The other section of the plant was what appeared to be the upper half of a dry cell battery. An unusual feature was that fastened to the metal top of the battery was a tapelike piece of tin or rolled copper 4 inches in length, while at the opposite terminal was attached a copper cap about the size of an ordinary oilcan top.

This was thoroughly examined by jurymen and officials at the inquest as well as by local electricians, and opinion is unanimous that nothing like it had been seen before.
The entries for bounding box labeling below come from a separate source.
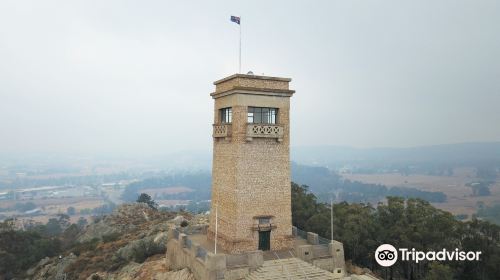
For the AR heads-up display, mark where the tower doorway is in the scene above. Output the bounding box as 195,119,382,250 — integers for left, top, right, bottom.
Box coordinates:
259,230,271,251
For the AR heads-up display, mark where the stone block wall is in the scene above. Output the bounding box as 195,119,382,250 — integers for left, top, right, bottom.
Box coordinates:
208,75,293,253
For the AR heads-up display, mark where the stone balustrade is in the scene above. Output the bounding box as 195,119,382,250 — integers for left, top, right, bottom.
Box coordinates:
247,124,283,142
213,124,231,138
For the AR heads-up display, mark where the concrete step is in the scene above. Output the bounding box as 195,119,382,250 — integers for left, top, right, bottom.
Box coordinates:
245,258,333,280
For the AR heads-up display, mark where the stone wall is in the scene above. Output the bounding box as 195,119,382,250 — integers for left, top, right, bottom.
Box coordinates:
208,75,293,253
167,229,264,280
292,227,346,279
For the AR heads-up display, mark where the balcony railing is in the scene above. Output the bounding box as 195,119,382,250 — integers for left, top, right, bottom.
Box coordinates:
213,124,231,138
247,124,283,142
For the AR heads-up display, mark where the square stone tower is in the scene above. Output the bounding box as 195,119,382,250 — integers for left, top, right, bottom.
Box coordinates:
208,74,294,253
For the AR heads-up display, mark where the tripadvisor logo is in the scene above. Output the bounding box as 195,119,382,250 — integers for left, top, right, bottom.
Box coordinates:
375,244,481,267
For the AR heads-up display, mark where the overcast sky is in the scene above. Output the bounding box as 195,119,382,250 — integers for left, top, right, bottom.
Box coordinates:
0,0,500,155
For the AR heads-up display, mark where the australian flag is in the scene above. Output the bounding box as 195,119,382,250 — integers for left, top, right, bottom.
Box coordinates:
231,16,240,24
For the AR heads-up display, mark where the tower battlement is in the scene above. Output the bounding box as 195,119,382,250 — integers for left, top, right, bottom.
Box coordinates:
208,74,294,253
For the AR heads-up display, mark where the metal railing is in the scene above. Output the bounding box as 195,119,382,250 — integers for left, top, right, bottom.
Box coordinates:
297,228,307,240
318,236,331,245
196,246,207,260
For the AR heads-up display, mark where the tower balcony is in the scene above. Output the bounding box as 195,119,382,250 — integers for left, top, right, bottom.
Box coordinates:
247,123,283,142
213,123,231,139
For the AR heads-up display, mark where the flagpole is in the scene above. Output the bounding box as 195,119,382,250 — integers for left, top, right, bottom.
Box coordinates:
239,18,241,74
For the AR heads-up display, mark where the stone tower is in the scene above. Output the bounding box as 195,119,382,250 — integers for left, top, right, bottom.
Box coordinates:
208,74,294,253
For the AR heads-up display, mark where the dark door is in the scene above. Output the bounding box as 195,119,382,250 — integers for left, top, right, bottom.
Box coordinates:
259,230,271,251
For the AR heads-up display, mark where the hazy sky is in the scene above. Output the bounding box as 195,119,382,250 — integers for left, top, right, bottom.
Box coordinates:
0,0,500,155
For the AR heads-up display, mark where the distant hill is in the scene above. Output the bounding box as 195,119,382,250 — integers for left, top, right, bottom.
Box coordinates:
291,142,500,166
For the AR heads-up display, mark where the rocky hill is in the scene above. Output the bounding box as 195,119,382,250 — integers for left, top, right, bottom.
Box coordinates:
26,203,199,280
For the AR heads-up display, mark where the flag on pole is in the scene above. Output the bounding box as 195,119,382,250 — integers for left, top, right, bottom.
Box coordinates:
231,16,240,24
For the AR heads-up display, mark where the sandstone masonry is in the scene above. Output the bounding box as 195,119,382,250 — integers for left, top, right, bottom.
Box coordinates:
207,74,294,253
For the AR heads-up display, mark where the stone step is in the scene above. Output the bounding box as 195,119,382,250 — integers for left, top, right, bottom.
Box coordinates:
245,258,333,280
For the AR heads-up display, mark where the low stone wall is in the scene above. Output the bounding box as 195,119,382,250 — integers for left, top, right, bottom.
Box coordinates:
167,229,264,280
292,227,346,279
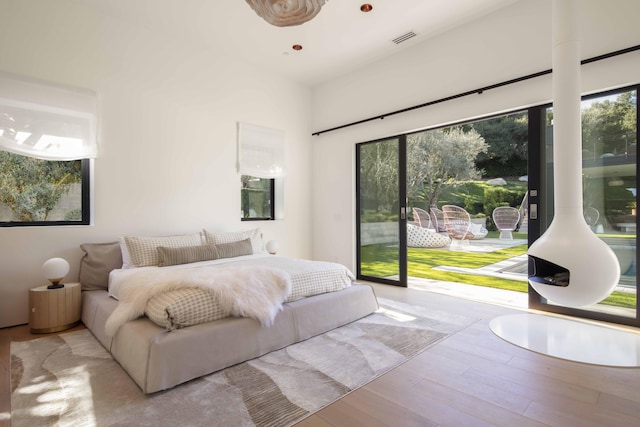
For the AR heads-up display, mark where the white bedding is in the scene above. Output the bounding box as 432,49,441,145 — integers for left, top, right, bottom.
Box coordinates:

It was declared that no battery of this kind was used in the equipment of the railway company.

This remnant of battery had been found 50 feet up the embankment from the location of the coach when the explosion took place but four car lengths from the car was found. The battery was torn but not burned in any way.

Having the circumstances in mind Constable House declared he thought the clock and battery were "parts of a time bomb or infernal machine."

An interesting incident occurred at this point when it was stated that Mrs. T.L. Russo, one of the injured persons of the train, had been carrying an alarm clock and lost it. For a time it looked as if the infernal machine theory might explode. However, examination of Mrs. Russo revealed the fact that her clock was of a different design. It also transpired that two other clocks were being carried by passengers in the same coach—both by Sikhs—but neither tallied with the one found.

As suggesting the terrible nature of the explosion in the railway coach, Constable House also told of wooden siding from the wrecked car having been driven into logs 250 feet away so deep that they could not be removed by hand. Some of the wreckage had been thrown 500 feet. Parts of suit cases and clothing hung in trees 200 feet distant.

A Pocket With a Wad

Perhaps the oddest bit of wreckage found was a complete pocket from a man's trousers, ripped off at the point where sewn to the garment. This had been found by itself 300 feet from the explosion, and contained a purse with $35 in American bills and silver.

Two other witnesses, injured patients at Grand Forks hospital. were examined. These were T.L. Russo, who, with his wife, also in hospital, was en route from Trail to the coast. He had heard much noise from heating pipes, but these were found to be intact.

Patrick O'Shaughnessy had been with two pals en route from East Kootenay to the coast. The explosion had sounded like a pistol shot. Then he became unconscious and was later dragged from the wreckage.

They gave little practical information as to the cause of the accident.